Ягмур осмотрелся. Из этих ворот он выходил каждый день, но никогда не замечал, что легкий ветер может быть таким ласковым и приятным. Мастер обнял его за плечи и кивком указал вдаль. У хлопкового поля стоял большой дом управляющего. За невысокой, глинобитной изгородью, перебирая копытами, тихонько ржали четыре лошади. Мастер внимательно осмотрел двух крайних, оценивающе погладил их и осторожно вывел на дорогу.
— Делай все так, как я учил: меняй коня, как только у него на шее появится пот. О небо, да будешь ты в пути молодому огузу щитом и мечом! — он подал юноше отобранный меч у стражника и сильно ударил кулаком коня по крупу.
— Ягмур! — неслось вслед удаляющемуся всаднику. — Берегись горбатого воина — стражника султана Санджара. Это он продал меня в плен.
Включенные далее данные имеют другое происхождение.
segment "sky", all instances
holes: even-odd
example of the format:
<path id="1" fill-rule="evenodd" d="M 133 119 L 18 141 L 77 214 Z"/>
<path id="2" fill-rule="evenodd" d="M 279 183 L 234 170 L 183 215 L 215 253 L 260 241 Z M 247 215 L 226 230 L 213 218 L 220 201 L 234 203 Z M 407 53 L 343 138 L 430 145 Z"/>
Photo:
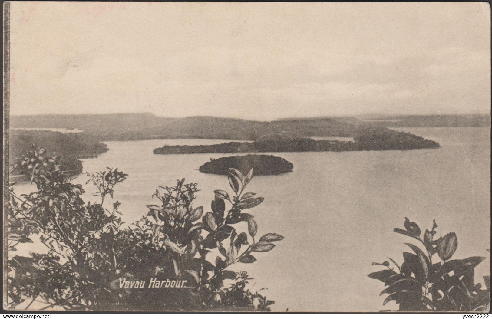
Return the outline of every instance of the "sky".
<path id="1" fill-rule="evenodd" d="M 489 113 L 486 2 L 11 3 L 10 114 Z"/>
Не верь подлой собаке… Эй, горбун-шакал… гадюка!..
На рассвете в лагере тревожно ударил барабан. Стражники бегали по стенам с факелами и попытались было броситься в погоню, но оставшиеся лошади лежали у коновязи с зияющими ранами от копья.
…Старый Айтак умер, ничего не сказав, хотя угли в жаровне, к которой прикладывали его старческие ноги, пылали синим ядовитым пламенем. Враги не услышали от гордого огуза даже стона…
* * *
Первые лучи солнца едва коснулись ветвей тутовника, как молодой воин собрался в дорогу. Аджап распрощалась с ним у порога дома, сильно кашляя и отворачиваясь, и вдруг куда-то скрылась, ничего не сказав.
— Да будет светлым твой путь, бек-джигит! Оградит судьба тебя от стрел и болезней, — напутствовал между тем хозяин Ягмура. — И если тебе в Мерве будет тяжело, то поищи в квартале сундучников дом старого хранителя книг… А за Аджап пусть сердце твое будет спокойно: жен-шины знают очень сладкие травы!..
Нет, не этих, а других наставлений ждал молодой витязь. С тяжелым сердцем покинул он старика. Он спешил. Торопливой рысью бежал его конь по мощеным улицам амульской крепости. И как только ворота остались позади, Ягмур пустил своего жеребца в галоп. За высокой глиняной стеной крепости расстилалась зеленая гладь, на востоке синели вершины бархан, из зеленой низины широким потоком лился пахучий, свежий воздух. Вдруг жеребец вздрогнул и остановился, сдавленный сильными ногами. Его тело вскинулось, круто повернулось на месте и конь рванулся вниз по холму туда, где виднелись гибкие фигурки в легких шелковых платьях.